From a strategic planning standpoint, Mr. Horgan said, without a long-term commitment from the city, donors are hesitant to make a long-term gift, “and we want to ensure not only that these programs can continue, but also that Shake-A-Leg remains a public access point for many years to come.”
Under the City of Miami’s charter, said Ken Russell, commissioner for District 2, the city commission is charged with securing the highest and best use for city-owned land – a term he says covers much more than monetization. Commissioner Russell is sponsoring the management agreement extension.
“We could make more money if it had retail or commercial uses,” the commissioner said, “but Shake-A-Leg provides a very special and unique opportunity not only for disabled children but also for disadvantaged kids and veterans. They are not at any risk of losing the space, but we need to protect their long-term future and establish more predictability for their capital campaign.”
Part of the city’s mandate includes public access to Biscayne Bay, he said – “a place where anyone is able to put a kayak into the water, whether or not they are associated with Shake-A-Leg.”
Growing up in Rhode Island, known as the Ocean State, Mr. Horgan developed a love of sailing. After an automobile accident left him paralyzed at the age of 22, he conceived of a program that would help others with disabilities experience a sense of freedom from their limitations through water sports.
On the advice of a doctor, he relocated to South Florida. Shake-A-Leg Miami officially launched in 1990, Mr. Horgan said, at the Columbus Day Regatta.
“We entered four boats in the fleet of 400,” he said, “and one of ours won. That brought us to the attention of a lot of people.”

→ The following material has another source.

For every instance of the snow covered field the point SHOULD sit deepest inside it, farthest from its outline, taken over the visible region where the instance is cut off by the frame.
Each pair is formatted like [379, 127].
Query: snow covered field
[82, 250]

Gradually, with grants from city and county bonds issues as well as funds raised in the private sector, Mr. Horgan says Shake-A-Leg was able to strengthen and expand its programs. A collaboration with Miami-Dade Public Schools, for example, led to a vocational program for students with disabilities.
John Schuster, executive director of communications for the county school system, said Project Bridge – a transition program for students with disabilities sponsored by Nature Links Consortium – not only helps students with disabilities prepare for employment in marine science, boating and tourism, but also serves as vocational rehabilitation.
“When you get people out on the water and give them power over a boat,” he said, “it’s for a great learning opportunity and a very positive thing for our students.”
Mr. Horgan said Shake-A-Leg’s new marine vocational school serves veterans as well as graduating seniors with disabilities.
“In addition to the maintenance of our own fleet,” he said, “they are working on restoring a PT boat built in the 1940s that will be the flagship vessel for the vocational school training programs.”
Today, Mr. Horgan said, Shake-A-Leg’s fleet includes about 20 sailboats, 60 kayaks and many customized safety boats serving more than 8,800 people annually. Floating docks provide ultimate accessibility.
“Those in wheelchairs can transfer into a seat that gives them stability so they can focus on sailing,” he said. “We also have a replica of Hemingway’s fishing boat Pilar made by a boat builder in Rhode Island. He loans it to us to take out veterans.”
Shake-A-Leg, Commissioner Russell said, is also very active in environmental issues, such as the city-sponsored clean-up of Biscayne Bay coming up Sept. 21, the International Day of Peace. “They’re good stewards of the environment,” he said, “and a very good neighbor to have in the area. The residents really enjoy it.”
“The relationships we’ve established with schools, disability organizations and our philanthropic partners,” Mr. Horgan said, “have been built through the support of the community, and in turn we have shaped our vision to meet the needs of the community. As a result, Shake-A-Leg has become a national model of a public-private partnership to serve underserved groups of people.”